To see a video of the celebration, check out www.juneauempire.com.
"Other people will Google Glacier Valley to figure out what you are doing and how you are doing it," said Heather Ridgeway, board member of the Alaska Arts in Education Consortium.
Ridgeway, also a district arts educator, nominated the school for the award.
Glacier Valley has been invited to perform March 15 at the Kennedy Center in Washington, D.C. The school also was invited to perform at the National Museum of the American Indian while on the East Coast.
Glacier Valley teacher Susan Sielbach said school officials hope to send 33 students to perform a locally written play, "The Tides and the Tempest," at the Kennedy Center.
Like everything else in local arts education, how many students eventually go depends largely on funding. Sielbach said the cost for the trip hovers near $40,000.
"We're hoping for corporate sponsorship," she said. "We don't want to run a bunch of bake sales, but we will if we have too."
Student auditions have begun for the 33 performance roles, she said.
The award came for a program that infuses reading, writing, science and math with art.
"Art is not an after-school activity," Ridgeway said. "It's in the teaching practice."
Children learn math through visual art, grammar through song and science through dance. Glacier Valley is a beacon of hope for other schools that they can afford art too, Ridgeway said.
Before the celebration assembly, former Glacier Valley student Devon West, now at Floyd Dryden Middle School, told people the first art she can remember making came in class at Glacier Valley.
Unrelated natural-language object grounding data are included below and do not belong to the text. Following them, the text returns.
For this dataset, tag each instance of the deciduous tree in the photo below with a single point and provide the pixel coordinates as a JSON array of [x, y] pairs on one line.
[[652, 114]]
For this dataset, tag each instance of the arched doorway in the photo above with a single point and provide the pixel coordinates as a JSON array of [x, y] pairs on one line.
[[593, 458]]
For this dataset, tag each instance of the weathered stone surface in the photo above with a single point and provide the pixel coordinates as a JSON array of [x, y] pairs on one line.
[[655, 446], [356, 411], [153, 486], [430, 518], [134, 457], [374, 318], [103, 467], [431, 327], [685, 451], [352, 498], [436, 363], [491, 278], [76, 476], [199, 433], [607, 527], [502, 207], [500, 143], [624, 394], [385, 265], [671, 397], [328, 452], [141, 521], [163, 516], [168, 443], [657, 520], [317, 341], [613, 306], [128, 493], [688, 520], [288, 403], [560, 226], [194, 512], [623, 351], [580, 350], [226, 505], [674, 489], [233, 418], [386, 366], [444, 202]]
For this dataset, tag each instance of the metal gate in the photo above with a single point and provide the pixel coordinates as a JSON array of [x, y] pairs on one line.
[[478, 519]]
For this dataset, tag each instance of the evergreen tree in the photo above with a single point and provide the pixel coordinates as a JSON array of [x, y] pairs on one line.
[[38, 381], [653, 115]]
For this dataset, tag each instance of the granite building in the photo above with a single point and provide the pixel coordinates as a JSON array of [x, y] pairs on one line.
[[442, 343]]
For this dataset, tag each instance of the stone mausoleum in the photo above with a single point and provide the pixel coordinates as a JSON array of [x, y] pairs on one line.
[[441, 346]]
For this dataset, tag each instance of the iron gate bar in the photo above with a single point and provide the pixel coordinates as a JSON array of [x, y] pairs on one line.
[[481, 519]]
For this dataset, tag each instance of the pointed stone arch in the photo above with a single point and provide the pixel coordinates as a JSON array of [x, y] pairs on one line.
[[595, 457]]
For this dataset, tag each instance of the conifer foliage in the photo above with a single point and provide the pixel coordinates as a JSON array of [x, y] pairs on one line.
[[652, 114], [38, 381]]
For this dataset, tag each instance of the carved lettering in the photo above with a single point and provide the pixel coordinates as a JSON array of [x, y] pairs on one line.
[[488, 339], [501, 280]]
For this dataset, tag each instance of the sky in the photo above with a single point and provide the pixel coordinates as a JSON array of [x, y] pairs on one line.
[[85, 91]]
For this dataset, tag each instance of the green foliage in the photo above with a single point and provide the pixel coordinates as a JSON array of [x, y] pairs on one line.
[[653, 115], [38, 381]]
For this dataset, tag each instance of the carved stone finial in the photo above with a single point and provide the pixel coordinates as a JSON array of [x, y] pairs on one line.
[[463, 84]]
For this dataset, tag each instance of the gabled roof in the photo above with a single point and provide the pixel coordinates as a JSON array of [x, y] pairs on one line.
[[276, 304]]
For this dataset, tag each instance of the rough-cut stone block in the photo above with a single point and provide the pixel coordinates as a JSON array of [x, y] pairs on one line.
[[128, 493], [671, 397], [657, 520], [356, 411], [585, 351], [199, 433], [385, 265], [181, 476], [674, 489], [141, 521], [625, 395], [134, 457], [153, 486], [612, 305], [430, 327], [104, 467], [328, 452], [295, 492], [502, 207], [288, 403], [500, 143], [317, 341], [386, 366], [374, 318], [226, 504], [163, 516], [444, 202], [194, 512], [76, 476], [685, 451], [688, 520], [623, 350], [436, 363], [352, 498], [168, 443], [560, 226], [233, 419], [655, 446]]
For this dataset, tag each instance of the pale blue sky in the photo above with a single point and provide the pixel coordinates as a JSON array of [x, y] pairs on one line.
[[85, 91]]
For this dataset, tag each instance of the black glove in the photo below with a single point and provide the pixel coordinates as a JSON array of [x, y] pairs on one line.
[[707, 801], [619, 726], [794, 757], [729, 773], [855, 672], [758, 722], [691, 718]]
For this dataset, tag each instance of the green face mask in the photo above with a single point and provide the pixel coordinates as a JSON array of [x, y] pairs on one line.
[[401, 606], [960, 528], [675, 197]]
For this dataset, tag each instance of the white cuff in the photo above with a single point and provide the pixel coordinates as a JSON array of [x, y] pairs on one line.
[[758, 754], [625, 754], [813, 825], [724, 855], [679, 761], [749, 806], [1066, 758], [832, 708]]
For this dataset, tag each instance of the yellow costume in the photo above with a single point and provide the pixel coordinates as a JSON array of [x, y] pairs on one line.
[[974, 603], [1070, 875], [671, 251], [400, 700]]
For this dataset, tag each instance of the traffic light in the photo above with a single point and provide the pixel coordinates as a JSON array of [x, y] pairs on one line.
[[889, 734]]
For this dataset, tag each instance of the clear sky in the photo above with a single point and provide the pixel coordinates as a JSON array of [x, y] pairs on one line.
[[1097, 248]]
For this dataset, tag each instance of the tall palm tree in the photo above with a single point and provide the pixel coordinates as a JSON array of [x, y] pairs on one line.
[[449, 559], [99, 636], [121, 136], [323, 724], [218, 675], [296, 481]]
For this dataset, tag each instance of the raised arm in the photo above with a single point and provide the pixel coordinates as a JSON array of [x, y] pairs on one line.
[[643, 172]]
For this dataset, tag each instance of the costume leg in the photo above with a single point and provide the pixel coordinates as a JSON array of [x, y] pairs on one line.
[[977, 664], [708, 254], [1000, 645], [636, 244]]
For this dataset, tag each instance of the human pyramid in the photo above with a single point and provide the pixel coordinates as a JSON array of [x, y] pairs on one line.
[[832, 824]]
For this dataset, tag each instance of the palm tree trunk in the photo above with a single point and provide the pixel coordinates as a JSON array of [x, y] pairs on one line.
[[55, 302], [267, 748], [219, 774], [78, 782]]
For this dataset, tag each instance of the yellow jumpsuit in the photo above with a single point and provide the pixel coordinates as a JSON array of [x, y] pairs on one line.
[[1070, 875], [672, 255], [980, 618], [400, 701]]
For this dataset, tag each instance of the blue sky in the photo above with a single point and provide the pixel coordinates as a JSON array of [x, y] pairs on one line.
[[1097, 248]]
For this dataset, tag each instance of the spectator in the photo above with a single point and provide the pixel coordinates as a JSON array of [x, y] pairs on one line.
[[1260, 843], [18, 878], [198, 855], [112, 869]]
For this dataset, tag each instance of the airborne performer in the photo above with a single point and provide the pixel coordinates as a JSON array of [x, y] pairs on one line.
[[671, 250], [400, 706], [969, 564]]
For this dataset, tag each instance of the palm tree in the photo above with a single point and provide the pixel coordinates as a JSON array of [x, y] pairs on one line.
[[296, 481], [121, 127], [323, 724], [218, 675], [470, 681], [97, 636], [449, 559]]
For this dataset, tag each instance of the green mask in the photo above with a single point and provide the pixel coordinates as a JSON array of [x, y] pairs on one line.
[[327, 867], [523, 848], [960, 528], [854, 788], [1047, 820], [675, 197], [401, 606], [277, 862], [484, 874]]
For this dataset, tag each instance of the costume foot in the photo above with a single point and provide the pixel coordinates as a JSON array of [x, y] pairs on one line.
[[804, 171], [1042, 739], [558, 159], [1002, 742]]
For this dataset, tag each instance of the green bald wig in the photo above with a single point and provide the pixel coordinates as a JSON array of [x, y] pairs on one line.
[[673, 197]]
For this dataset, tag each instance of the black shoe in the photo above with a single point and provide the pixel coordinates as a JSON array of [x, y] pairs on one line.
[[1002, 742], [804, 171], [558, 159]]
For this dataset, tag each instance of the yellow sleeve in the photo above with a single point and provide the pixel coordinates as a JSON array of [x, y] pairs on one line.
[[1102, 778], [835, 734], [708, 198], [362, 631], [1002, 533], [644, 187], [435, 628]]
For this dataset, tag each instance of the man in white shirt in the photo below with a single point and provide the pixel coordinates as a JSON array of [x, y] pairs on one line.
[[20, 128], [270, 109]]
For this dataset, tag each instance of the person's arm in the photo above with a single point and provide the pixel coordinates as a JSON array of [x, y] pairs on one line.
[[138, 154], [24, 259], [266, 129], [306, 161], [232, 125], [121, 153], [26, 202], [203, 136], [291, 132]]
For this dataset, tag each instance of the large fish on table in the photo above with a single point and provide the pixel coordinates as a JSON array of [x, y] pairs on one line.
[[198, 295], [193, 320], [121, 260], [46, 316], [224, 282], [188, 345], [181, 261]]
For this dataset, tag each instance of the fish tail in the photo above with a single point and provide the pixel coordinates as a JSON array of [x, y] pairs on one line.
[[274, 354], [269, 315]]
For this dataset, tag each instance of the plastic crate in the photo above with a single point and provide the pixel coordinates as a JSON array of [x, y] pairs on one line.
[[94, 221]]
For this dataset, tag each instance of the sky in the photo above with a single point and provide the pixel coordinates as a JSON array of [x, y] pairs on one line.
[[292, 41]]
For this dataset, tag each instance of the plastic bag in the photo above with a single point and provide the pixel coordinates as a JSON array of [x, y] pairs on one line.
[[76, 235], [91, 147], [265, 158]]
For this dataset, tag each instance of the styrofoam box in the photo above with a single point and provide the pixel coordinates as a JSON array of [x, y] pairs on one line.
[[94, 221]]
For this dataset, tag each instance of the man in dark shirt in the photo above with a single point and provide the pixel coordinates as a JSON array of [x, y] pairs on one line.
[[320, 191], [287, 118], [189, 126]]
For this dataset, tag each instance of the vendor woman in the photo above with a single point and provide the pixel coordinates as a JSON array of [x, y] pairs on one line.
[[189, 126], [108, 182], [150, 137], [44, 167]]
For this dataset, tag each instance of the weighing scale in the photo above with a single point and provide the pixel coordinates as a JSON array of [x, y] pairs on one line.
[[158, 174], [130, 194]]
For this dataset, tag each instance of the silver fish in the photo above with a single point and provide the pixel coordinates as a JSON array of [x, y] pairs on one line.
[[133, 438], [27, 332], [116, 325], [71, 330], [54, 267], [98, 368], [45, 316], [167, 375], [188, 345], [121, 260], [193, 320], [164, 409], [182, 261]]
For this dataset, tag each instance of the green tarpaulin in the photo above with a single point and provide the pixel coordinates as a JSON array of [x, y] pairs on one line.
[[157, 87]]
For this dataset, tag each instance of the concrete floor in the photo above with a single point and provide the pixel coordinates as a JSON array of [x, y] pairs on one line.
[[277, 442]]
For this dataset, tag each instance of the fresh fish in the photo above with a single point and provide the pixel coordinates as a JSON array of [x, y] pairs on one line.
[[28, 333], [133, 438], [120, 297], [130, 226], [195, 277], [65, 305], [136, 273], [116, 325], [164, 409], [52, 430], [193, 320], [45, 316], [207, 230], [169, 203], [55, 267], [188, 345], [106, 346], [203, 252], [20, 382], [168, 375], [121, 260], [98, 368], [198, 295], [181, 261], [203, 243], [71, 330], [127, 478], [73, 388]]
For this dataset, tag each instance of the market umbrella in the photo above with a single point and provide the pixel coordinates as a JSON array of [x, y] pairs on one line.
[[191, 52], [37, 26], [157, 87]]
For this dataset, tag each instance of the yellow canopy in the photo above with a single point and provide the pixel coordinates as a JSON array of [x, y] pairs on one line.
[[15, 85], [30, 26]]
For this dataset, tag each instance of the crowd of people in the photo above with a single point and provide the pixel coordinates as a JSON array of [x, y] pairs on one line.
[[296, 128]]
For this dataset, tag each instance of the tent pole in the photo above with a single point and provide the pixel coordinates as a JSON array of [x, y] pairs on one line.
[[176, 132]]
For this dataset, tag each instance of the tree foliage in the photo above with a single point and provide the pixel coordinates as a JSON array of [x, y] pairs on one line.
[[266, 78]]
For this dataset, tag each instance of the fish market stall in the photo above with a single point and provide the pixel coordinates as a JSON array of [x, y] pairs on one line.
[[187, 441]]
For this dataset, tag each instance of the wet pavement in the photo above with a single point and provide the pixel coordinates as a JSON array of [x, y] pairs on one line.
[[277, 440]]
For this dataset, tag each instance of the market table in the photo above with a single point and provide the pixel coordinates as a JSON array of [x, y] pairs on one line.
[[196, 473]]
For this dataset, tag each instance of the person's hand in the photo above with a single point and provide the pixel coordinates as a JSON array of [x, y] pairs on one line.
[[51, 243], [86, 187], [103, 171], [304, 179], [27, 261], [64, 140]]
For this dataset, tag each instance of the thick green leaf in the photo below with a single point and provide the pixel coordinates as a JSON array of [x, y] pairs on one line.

She made a quilt. West talked about making books and masks and participating in dance.
"I realized how important the arts are to kids," she said.
The arts-integrated program has been credited with increasing test scores, improving attendance and reducing discipline problems.
Ted Wilson, Glacier Valley principal, said the program's recent success, publicly and with students, has encouraged the district to add a new elementary art teacher. The district now has three art teachers dedicated to its seven elementary schools.
"It confirms the importance," he said. "I'd like to thank the district for the support they've already given us."
The award-winning program also would not have been possible without private funding from local businesses and individual donors who contributed $20,000.
Lorrie Heagy, Glacier Valley arts educator, said that the panel of judges was impressed with the private funding commitment from the Juneau community.
"The private funding was of the utmost importance," Wilson said. "The level we are working at takes quite a bit of funding."